「それよりもリカ、聴いて欲しいことがあるんだ」
マフォリナから発せられた言葉は想像していた言葉とまったく違っていた。
あ、誤魔化した……
なんて瞬時に頭によぎったけれど、ひとまずマフォリナの話を聴いてみる。
「新たな魔術具を作ろうと思っているんだ」
話半分に聞くつもりが、思わず興味を覚えてしまった。
「新たな……?」
「そうだ。リカは、還ってしまえば二度とこちらに来ることはできない、と思っているのだろう?」
首だけ動かし、頷く。
「ならもう一度来れるように、行き来できる魔術具を作ればいい」
思わず唖然。そんなこと、あたしじゃ思いつかなかった。
「本当に? 本当に、いいの?」
あたしはただ、目をぱちくりさせ、マフォリナの次の行動を見守った。
「もちろんだとも。それに……」
「それに?」
「僕もリカとこのままさようならは、切ない」
マフォリナの言葉から始まった新たな魔術具製作。
マフォリナとの約束で、あたしはその間に移転の術を完成させることになった。
微妙にスランプに入っていたときとは違い、何故かすんなりと完成させることができてしまった。
そんなあたしにマフォリナは苦笑していた。
「まったくリカといると飽きないな」
「ちょっとぉ、それ、どういう意味よぉ?」
今は夕食後の団欒の時間。
この間の円形の部屋――星空の間に連れていってもらってから、あたしたちはここで団欒のときを過ごすようになった。
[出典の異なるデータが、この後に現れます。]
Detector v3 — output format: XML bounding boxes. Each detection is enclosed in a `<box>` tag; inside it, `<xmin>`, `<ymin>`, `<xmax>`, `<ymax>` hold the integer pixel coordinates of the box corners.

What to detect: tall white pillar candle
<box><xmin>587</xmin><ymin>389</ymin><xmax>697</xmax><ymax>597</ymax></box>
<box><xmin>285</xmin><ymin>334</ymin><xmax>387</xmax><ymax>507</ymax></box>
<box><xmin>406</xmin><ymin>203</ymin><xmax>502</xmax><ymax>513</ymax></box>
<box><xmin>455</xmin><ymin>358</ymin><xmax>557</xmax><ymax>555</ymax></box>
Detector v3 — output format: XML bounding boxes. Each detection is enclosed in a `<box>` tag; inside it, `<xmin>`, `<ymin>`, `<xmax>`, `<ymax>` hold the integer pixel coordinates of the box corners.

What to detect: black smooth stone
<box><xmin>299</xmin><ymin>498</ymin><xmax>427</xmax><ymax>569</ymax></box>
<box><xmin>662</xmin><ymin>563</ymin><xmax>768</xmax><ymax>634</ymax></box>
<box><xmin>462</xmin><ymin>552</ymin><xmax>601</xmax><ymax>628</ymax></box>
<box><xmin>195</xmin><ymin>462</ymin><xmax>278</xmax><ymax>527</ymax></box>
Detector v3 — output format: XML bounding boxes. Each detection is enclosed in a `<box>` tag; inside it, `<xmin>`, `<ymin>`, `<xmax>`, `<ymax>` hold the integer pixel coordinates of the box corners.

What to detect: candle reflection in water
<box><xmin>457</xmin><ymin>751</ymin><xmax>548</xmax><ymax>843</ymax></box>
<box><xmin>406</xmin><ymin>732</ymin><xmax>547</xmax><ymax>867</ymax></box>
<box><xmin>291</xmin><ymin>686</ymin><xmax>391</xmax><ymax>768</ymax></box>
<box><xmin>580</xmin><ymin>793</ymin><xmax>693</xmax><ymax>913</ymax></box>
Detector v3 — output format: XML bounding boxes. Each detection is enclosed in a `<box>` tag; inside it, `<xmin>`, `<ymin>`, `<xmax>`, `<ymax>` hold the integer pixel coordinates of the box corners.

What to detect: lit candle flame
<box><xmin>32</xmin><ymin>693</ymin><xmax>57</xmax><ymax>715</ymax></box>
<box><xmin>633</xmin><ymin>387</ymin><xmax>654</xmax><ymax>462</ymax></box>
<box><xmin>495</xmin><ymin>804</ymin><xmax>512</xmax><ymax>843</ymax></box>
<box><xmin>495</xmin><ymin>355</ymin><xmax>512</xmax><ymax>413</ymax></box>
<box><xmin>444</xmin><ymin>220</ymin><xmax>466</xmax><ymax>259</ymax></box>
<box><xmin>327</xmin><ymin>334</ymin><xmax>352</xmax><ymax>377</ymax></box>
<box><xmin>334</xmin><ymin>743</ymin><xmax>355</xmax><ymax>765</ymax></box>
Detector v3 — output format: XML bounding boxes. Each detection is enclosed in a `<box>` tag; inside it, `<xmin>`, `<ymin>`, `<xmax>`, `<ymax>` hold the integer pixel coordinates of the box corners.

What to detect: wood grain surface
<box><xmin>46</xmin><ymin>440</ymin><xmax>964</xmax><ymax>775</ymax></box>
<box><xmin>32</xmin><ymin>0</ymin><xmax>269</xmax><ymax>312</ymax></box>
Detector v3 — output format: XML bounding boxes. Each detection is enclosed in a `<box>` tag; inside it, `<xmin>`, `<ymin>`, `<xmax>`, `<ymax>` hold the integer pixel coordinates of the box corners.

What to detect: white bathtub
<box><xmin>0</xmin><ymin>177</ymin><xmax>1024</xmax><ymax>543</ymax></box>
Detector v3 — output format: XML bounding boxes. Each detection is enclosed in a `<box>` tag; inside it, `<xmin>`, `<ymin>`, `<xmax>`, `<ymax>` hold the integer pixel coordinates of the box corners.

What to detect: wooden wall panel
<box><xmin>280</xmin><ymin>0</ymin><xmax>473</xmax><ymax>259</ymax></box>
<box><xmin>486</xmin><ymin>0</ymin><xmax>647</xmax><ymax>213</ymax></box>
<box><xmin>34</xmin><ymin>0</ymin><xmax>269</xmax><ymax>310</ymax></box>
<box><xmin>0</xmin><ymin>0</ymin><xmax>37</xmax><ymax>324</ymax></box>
中央にはマフォリナの術で出されたゆったり三人座れそうなふかふかのソファ。それにソファの周りをふよふよと浮いているお菓子の入ったお皿。
ソファにゆったりと座りながら、お菓子をつまむ。
「どういう意味も言葉の通りだ。……今までこんな風に過ごしたことはなかった」
マフォリナのやや沈んだ言葉に思わず聞き返す。
「え、こんな風にお茶飲みながらゆったりしたりとか、なかったの?」
あたしの問いにマフォリナは唯、頷くだけだった。
「そうだったんだ……。で?」
「で、とは?」
「こう、さ。変わったことで何か思うことはないの?」
「変わったこと、か。そうだな、こんなに心に余裕が生まれたことは初めてかもな」
「心に余裕?」
「ああ。今までは寝ても覚めても研究のことしか頭になかったからな。そうか……リカが還ると再び昔の生活に戻るのか……」
マフォリナの声が手に取るように沈んだ。
あまりの落差にどう声を掛けたらいいか、迷ってしまった。
結局、口から出た声は嫌にトーンが高くなってしまった。
「あ、あたし。このまま残ろうか?」
右手で自身を指し、左手をやや控えめに上げる。
そんなあたしにマフォリナは切なそうに息を吐いて、諭した。
「それですべてが丸く納まるのなら、僕はそうする。しかし、リカが還ったときを考えるとそうはならないだろう?」
「え、っと。どうして?」
「なら、リカ。君はこちらの世界で失くした時間をどうやって取り戻すんだ?」
思わず声が上がった。すっかり忘れていた。マフォリナの話から考えてみるに、こちらで過ごしたあたしの時間は元には戻ってはくれないんだ……。
「失くした時間を戻すには……記憶も失くさなければいけないから、な」
あたしの体の中を電流が走りぬけた。思考が働き出す前に、あたしはマフォリナの胸倉を掴んで叫んでいた。